While housing is a challenge for many people in New Brunswick, in need of immediate attention, certain groups of newcomers – temporary foreign workers, international students and the undocumented – in the province face unique housing challenges. Their struggles and needs are the focus of this report. In 2023, the Madhu Verma Migrant Justice Centre conducted the Housing Justice is Migrant Justice Project with funds from the Catherine Donnelly Foundation. Part of this project included researching and writing this report. In this report, we contextualize the housing situation facing migrant groups in New Brunswick and look at how we can improve housing for migrants and all people in the province.

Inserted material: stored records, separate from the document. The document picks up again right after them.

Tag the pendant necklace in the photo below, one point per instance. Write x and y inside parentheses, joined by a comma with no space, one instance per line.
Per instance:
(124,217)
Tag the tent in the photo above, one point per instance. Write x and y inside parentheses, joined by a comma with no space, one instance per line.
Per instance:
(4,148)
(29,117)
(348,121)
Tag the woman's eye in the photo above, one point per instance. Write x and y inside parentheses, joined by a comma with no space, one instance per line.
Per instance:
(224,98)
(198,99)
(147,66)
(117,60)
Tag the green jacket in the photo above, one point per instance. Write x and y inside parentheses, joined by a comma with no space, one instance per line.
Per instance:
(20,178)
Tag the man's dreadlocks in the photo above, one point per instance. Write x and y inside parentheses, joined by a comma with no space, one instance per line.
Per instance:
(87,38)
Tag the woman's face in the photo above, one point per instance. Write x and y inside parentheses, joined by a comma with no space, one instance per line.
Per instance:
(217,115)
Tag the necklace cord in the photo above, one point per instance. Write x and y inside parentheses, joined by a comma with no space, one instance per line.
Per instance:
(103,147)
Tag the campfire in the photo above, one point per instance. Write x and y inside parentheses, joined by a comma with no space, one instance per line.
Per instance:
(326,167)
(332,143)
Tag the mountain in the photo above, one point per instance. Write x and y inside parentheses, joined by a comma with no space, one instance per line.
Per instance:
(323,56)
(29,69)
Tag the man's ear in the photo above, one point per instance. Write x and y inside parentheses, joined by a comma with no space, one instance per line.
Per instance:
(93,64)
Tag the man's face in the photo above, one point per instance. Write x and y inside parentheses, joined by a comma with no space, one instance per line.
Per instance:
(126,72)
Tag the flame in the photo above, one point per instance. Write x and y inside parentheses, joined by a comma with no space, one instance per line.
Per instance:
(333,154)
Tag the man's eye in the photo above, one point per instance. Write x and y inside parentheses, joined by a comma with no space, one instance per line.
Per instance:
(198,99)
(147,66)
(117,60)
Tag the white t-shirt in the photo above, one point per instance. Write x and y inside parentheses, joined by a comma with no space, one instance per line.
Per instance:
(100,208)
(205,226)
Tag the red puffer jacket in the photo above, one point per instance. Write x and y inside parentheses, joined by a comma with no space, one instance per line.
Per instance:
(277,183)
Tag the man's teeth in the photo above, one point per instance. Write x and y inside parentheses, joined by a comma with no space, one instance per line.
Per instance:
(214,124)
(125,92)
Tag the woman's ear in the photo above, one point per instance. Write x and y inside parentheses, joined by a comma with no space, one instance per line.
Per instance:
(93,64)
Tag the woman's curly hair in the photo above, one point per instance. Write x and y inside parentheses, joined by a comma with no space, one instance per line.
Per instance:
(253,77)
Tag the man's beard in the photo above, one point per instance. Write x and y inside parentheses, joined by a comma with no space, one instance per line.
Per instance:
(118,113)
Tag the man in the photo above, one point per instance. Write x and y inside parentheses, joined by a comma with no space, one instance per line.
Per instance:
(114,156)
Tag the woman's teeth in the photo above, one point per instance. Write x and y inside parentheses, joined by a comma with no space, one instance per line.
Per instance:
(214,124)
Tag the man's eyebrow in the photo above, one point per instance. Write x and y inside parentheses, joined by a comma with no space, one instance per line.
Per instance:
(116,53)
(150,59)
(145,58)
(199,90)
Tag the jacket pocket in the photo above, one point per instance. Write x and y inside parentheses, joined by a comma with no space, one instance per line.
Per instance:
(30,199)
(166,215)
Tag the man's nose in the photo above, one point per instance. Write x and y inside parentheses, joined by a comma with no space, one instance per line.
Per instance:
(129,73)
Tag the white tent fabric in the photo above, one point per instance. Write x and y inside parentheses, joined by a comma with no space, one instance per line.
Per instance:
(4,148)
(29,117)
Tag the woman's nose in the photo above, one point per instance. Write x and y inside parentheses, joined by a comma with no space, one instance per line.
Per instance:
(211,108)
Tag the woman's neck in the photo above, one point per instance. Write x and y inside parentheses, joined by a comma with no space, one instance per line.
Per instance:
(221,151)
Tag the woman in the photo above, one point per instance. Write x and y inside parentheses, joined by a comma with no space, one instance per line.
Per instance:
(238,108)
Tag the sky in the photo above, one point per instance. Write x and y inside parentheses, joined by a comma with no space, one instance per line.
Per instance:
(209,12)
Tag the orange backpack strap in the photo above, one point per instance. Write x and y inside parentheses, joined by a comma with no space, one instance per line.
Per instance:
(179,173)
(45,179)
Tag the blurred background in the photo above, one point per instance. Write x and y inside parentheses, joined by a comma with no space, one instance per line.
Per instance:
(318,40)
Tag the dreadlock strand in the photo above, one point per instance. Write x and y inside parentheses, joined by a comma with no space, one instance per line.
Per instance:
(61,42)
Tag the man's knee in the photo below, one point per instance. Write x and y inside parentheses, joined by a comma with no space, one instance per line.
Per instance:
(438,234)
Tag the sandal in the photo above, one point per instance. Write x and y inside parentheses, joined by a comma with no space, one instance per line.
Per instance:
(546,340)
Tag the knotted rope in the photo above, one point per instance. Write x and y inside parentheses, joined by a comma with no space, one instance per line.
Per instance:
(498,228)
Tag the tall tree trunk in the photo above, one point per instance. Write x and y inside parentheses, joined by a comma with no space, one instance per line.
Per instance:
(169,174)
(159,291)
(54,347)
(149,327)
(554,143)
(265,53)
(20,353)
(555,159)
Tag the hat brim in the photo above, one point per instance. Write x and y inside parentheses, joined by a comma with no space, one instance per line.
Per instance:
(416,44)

Based on desk research and conversations with temporary foreign workers, international students, the undocumented, and their advocates in 2023 and 2024, the report concludes that migrant housing in New Brunswick is inadequate, unsafe and unaffordable. Migrant advocates agree that the best way to ensure the rights of migrants are protected and that they have access to housing and essential social services is through granting permanent residency to temporary residents. In 2021, migrants won a major victory when Prime Minister Justin Trudeau’s mandate letter for the Minister for Immigration, Refugees and Citizenship called for a plan for regularizing migrants without status. The Canadian government has yet to accomplish this. In fact, Canada has deported 104 per cent more people since the 2021 announcement (Migrant Rights Network, 2023).
The Madhu Centre, migrant advocates and other coalitions and associations like the Canadian Health Coalition (2022), the Canadian Bar Association (2023) and media outlets like The Toronto Star (2022) have called for regularization of the status of the undocumented already in the country to protect people from abuse, violence and exploitation. As we prioritize advancing this systemic solution, we also recommend that governments implement a series of immediate reforms to realize the housing rights of migrants in New Brunswick. Our report calls on all levels of government to rethink their approach to affordable housing by refocusing efforts towards non-market housing.
We ask the federal government to uphold the right to housing for all, and strengthen and enforce national housing standards for migrant workers. We also demand an end to the closed work permit system that traps workers in unsafe working and living conditions. We recommend the province of New Brunswick more robustly inspect the housing of employer-provided migrant worker housing to catch and prevent violations, extend inspections of residences where in-home caregivers and live-in-caregivers work, and ensure the undocumented have access to the provincial rent bank. To truly ensure the progressive realization of the right to adequate housing for all, New Brunswick must put in place basic protections for everyone – this includes a robust rent control regime and eviction protections for tenants across the province.